The sun was still slumbering away somewhere in space as we rose to the cascading snow covering the land of Idaho. It was my 18th birthday and every ounce of me wanted to stay warm and snug in my blankets. The clock kept reminding me that it was four a.m. and as I made my way upstairs to the sound of squeaky boards beneath my feet I could smell the remnants of the firewood that had given up long ago.

Yet, slowly I began to get excited. There was something special about being the only ones awake. My best friends mom decided to take us out to have a special birthday breakfast just the four of us, as the rest of the household slept. So we made our way to Butter Burr’s and began to warm our faces, noses and the rest of our limbs to gain back some circulation.

We sat and ate our freshly made pancakes and sipped our warm coffee as we watched the snow descend, while the first glows of morning began to break through the heavy blanket of clouds.

And it was all so painstakingly beautiful that getting up at four a.m. was worth it.

I could’ve missed this moment. I could’ve missed this moment due to warm blankets and comfort. I realize that I tend to do this a lot in my life. I tend to miss moments because of laziness, insecurity and apathy, and surely this isn’t the way that it should be.

There are memories I wish I could’ve established with my parents, and sometimes it pains me to think that we don’t have memories of an island that consists of cannon balls and bon fires at night, or catching fireflies in the backyard. I would hate to reach the end of my life knowing that there could’ve been more. That there was a potential for a treasure chest to be filled to the rim of breathtaking memories which give significance and value to this time on earth, and a depth to to this human experience.
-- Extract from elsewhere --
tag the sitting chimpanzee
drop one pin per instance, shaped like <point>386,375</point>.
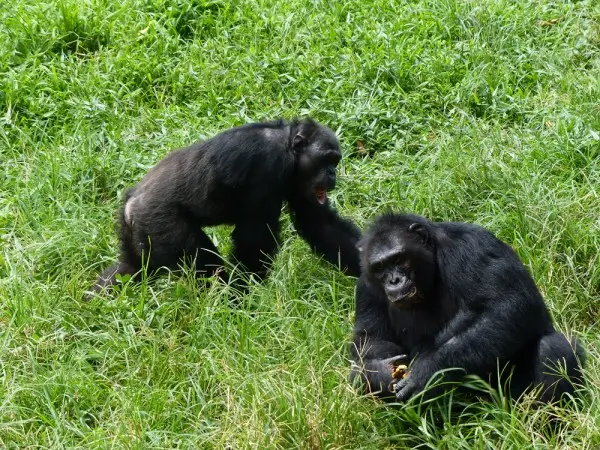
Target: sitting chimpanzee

Don’t get me wrong there have been some good memories, but it scares me to think that my mind strains to think of one “full bellied” memory, and when I don’t I get choked up and think, God the story must get better.

I want to take trips with my parents and have crazy memories that leave coke running down my nose because of the laughter and the joy we are feeling, I want my parents to feel like their life was full of memories of us.
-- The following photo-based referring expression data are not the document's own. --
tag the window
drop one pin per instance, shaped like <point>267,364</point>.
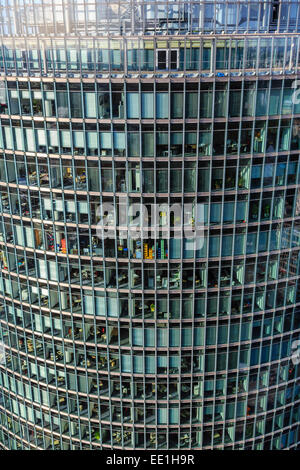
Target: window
<point>167,59</point>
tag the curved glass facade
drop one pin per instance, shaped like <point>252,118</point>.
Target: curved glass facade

What stories are we telling to ourselves, friends, kids, wives, families, and husbands? What have we let slip by our fingers simply because of something so small like “we were too tired?” It sounds silly but its true.


For instance one night after a graduation dinner me and my flat mates at one in the morning decided to climb the hill in the park. This particular hill had an amazing view of downtown Sydney. This spur of the moment decision ended up being an amazing morning; we said goodbye to one of our flat mates and spoke of the moments that had shaped us as we watched the lights of the city dance like fireflies. After the tales were over we sat in silence-the only noise coming from the cars passing through the nearby highway, the raindrops began to trickle and began to blur the city lights as I asked beneath my breath, “Why didn’t we do this more often?” to which my friend responded with, “because its easier not to.”

Isn’t that the truth?

That particular moment brought us closer together and fostered many laughs-(especially since I ended up falling down the hill as we descended which was actually really funny) and it all could’ve been so easily lost. This memory wouldn’t of happened if we simply decided that it was too cold and too late at night to do so.

So this summer I want to live in these moments. In these moments that involve risk and discomfort  because they all hold the power to become a great moment, memory and story. I’ll learn to let the quietness and occasional solitude reap contentment, and I hope to create more intentional moments with my family.

What about you friend, what story do you want to tell? What risks do you need to take?

All my love,



2 thoughts on “Pancakes and a Sunrise”

  1. Your quote, “I tend to miss moments because of laziness, insecurity and apathy, and surely this isn’t the way that it should be.” truly hit home. I hate to drive, and sometimes I regret all the scenic drives, all the family birthday parties, and all that life has to offer. Thank you for sharing this honest post.

    1. W.S. Thank you so much for reading, sometimes I feel like I am just sending things into this giant void that is the internet. I will keep you in prayer, as we both learn to live brave lives and take chances. I pray that we both begin to enjoy all the little things.